Eat fish, exercise to keep mind keen
Studies encouraging for middle-aged, people prone to mental decline
Running or bicycling to the fish market may be just the right medicine for staying sharp mentally, according to a pair of new studies.
One study finds eating fish at least once a week is good for the brain, slowing age-related mental decline by the equivalent of three to four years.
The other study makes the startling find that people who exercise in middle age are far less likely to develop Alzheimer's disease and other types of dementia when they are older.
Doctors have long realized that regular exercise could prevent and control high blood pressure, diabetes and heart disease. But recent studies, including the newest one, have pointed to the more surprising finding that exercise can protect against the development of senility, even many years later.
In a study published last week online by the journal Lancet Neurology, researchers from the Karolinska Institute in Sweden checked for dementia or Alzheimer's in a group of nearly 1,500 patients 65 and older whose exercise habits have been monitored for nearly 35 years.
To the researchers' surprise, they found that people who engaged in leisure-time physical activity at least twice a week as they passed through middle age had a 50 percent lower chance of developing dementia and a 60 percent lower chance of developing Alzheimer's disease, compared with more sedentary people.
"If an individual adopts an active lifestyle in youth and at midlife, this may increase their probability of enjoying both physically and cognitively vital years later in life," said Dr. Miia Kivipelto of the Aging Research Center of Karolinska Institute in Stockholm and the main author of the study.
The diet research adds to the growing evidence that a fish-rich diet helps keep the mind sharp. Previous studies found that people who ate fish lowered their risk of Alzheimer's disease and stroke. Fish such as salmon and tuna that are rich in omega-3 fatty acids also have been shown to prevent heart disease.
For the new study, researchers measured how well 3,718 people did on simple tests, such as recalling details of a story. The participants, all Chicago residents 65 and older, took the tests three times over six years. They also filled out a questionnaire about what they ate that included 139 foods.
We found that people who ate one fish meal a week had a 10 percent
slower annual decline in thinking," said co-author Martha Clare Morris,
an epidemiologist at Rush University Medical Center. "Those who ate two
fish meals a week showed a 13 percent slower annual decline.
At the same time, the Food and Drug Administration warns pregnant women, nursing mothers and children to avoid certain types of fish with high levels of mercury - shark, swordfish, king mackerel or tilefish. Mercury can damage the growing brains of fetuses and children.

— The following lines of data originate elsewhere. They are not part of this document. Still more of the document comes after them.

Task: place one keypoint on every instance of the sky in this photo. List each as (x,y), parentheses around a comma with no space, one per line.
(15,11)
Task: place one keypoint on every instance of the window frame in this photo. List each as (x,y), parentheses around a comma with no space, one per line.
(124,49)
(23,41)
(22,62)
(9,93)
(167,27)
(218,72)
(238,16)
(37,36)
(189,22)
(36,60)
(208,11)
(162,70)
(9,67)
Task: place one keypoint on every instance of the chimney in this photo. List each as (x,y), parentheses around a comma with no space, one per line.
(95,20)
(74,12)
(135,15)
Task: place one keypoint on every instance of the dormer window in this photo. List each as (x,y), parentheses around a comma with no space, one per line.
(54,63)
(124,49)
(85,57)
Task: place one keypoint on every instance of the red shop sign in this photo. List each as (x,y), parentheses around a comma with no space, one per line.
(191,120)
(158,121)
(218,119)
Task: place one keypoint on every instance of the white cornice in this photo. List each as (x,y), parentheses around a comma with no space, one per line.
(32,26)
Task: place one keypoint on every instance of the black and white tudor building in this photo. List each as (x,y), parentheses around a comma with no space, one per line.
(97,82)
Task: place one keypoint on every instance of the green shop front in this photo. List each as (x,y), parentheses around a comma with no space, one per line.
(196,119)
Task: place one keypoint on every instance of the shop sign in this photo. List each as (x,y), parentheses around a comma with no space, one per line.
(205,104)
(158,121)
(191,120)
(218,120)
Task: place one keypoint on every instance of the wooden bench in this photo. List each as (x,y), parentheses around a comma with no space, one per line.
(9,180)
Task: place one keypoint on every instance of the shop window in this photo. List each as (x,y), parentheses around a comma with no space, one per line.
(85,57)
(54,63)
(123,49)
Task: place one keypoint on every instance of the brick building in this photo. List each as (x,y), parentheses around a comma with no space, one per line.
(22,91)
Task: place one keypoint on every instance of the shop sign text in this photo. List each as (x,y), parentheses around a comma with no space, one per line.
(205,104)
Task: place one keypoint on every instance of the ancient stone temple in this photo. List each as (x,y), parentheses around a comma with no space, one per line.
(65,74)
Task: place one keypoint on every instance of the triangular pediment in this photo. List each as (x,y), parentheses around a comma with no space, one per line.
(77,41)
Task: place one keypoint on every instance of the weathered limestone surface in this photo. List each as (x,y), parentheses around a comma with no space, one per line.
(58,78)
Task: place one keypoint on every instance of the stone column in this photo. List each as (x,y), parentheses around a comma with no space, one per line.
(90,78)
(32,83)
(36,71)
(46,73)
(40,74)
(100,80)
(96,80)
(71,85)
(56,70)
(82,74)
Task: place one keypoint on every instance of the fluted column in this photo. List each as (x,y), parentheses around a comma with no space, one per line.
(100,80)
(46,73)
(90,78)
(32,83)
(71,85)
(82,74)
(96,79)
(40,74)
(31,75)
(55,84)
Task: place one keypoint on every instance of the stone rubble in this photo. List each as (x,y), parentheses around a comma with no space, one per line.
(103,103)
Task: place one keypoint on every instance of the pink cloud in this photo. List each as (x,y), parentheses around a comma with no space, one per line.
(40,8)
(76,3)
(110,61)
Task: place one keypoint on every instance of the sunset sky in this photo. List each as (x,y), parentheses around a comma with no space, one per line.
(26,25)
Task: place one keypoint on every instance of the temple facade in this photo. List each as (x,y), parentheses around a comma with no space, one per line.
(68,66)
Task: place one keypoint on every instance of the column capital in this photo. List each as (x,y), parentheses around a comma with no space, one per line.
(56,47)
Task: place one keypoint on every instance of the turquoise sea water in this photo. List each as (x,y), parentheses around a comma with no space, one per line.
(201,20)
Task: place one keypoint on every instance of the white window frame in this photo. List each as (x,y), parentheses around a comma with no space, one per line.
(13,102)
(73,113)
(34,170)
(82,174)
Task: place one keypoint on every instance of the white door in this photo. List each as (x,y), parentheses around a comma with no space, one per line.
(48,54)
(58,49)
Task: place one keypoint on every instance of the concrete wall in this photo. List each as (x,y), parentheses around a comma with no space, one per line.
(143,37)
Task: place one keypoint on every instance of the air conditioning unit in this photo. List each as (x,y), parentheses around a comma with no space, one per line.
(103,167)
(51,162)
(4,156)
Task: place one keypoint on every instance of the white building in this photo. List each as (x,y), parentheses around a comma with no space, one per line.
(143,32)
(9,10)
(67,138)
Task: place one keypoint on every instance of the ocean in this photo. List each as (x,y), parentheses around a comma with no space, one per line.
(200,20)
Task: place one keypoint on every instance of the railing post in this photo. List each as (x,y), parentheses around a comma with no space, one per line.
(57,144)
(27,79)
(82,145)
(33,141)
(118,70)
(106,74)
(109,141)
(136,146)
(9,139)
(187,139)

The study of fish and mental sharpness was posted Monday on the Web site of the Archives of Neurology and will appear in the journal's December issue. It was published early online because of its general interest.
The Swedish study about fitness and mental acuity does not prove cause and effect, and it is possible that people predisposed to Alzheimer's exercised less for some reason connected to the disease. But the study's finding confirms what has recently been hinted at by previous, smaller studies in animals and humans.
"This is important and squares well with what we've come to realize in the past five years," said Ian H. Robertson, director of the Trinity College Institute of Neurosciences in Dublin, Ireland. "It shouldn't be surprising that the brain benefits from exercise like the rest of the body, perhaps even more."
Robertson added that this was the first study he knew of to show a specific link between exercise and preventing Alzheimer's.
To ensure that the exercise habit was in and of itself protective, rather than just a general marker for a healthier person or healthy habits, the researchers adjusted their study to eliminate other influences such as age, sex, education, movement disorders, vascular illness, smoking and alcohol consumption.
More limited studies have recently suggested that diet and intellectual activity, as well as physical exercise, may prevent the mental decline associated with aging.
The announcement last week deals primarily with the benefits of long-term exercise on the brain.
The researchers were not able to specify an exact mechanism. They noted that dementia starts with silent neurological changes, detectable under a microscope years before outward signs appear.
Recent research on mice genetically engineered to develop Alzheimer's hints at a more specific biochemical explanation.
In a study published in April in The Journal of Neuroscience, a group of those mice were given treadmills in their cages, and so the opportunity to run in their "leisure time."
In a series of subsequent intellectual challenges, the running mice proved better able to learn the ins and outs of test mazes, learning escape routes twice as fast as their more sluggish counterparts.
More important, when the mice were autopsied, the brains of the active ones showed far fewer deposits of beta amyloid. Deposits of clumps of this protein are characteristic of Alzheimer's, in mice and man.